6 Şubat 2015 Cuma

DR.BEJEROT, STOCKHOLM SENDROMU DEDİ

Cezaevinden firar eden bir mahkum, 1973 yılı yazında, İsveç'in başkenti Stockholm' de bir bankanın dört bayan memurunu rehin alır ve karşılığında para, silah, çelik yelek, koruyucu kask, otomobil ve hücre arkadaşını ister.

Psikiyatr desteğinde İsveç polisi, rehinecilerle 5-6 gün pazarlık eder, sonunda bankanın tavanında açtığı delikten gaz püskürterek memureleri kurtarmaya çalışır.

Buraya kadar her şey normal gibi gözükse de, rehineler, polisten korktuklarını söyleyerek, altı gün boyunca tutsağı oldukları kişilerden ayrılmak istemezler, şikayetçi olmazlar.

Bu yetmezmiş gibi, mahkumu savunacak avukatın parasını da toplayıp ayrıca lehte tanıklık etmeleri şaşkınlık uyandırır.

Bir radyo programı sırasında psikiyatr dr.
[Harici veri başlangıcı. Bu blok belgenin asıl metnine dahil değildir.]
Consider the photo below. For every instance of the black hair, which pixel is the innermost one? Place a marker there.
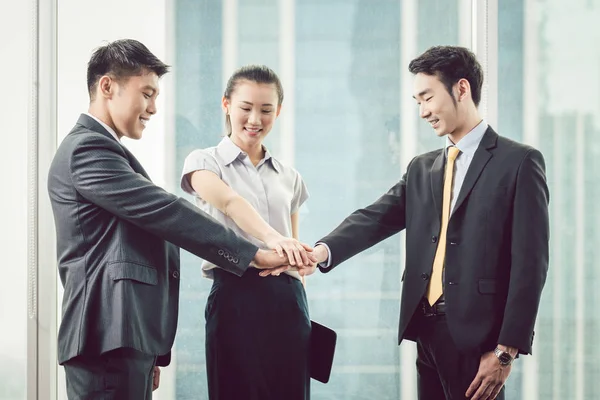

Bejerot, evvelce hiç karşılaşılmamış bu davranış için, "Stockholm sendromu" kavramını ilk kez kullanır.

KÖTÜNÜN, İYİ MUAMELESİ

Sonraki yıllarda gerçekleştirilen araştırmalar, dış dünyadan kopartılan, ölüm tehdidi altındaki rehinenin, zaman zaman gördüğü iyi muamele yüzünden, başlangıçtaki korku ve nefret yerine, hayatını bağışlayana şükredebileceğini, 3-4 günlük tutsaklığın buna yetebileceğini gösterdi.

RASTLANMA SIKLIĞI YÜZDE SEKİZ

Eldeki verilere göre, her 100 rehin alınan kişiden sadece sekizinin Stockholm sendromu geliştirdiği, savaş tutsağı askerlerde bu duruma hiç rastlanmadığını, pek çok pilot ve hostesin, 1980 lerde geliştirilen yönergeler temel alınarak eğitildiğini belirtmekte fayda var.

SENDROMA BİR ÖRNEK DAHA

2 Mart 1998'de 10 yaşındayken, Wolfgang tarafından kaçırılan Avusturya’lı Natascha, tutsaklığın ilk birkaç yılını, bir evin bodrumunda beş metrekarelik hücrede geçirdi ve sekiz yıl sonra kaçarak kurtulmayı başardı.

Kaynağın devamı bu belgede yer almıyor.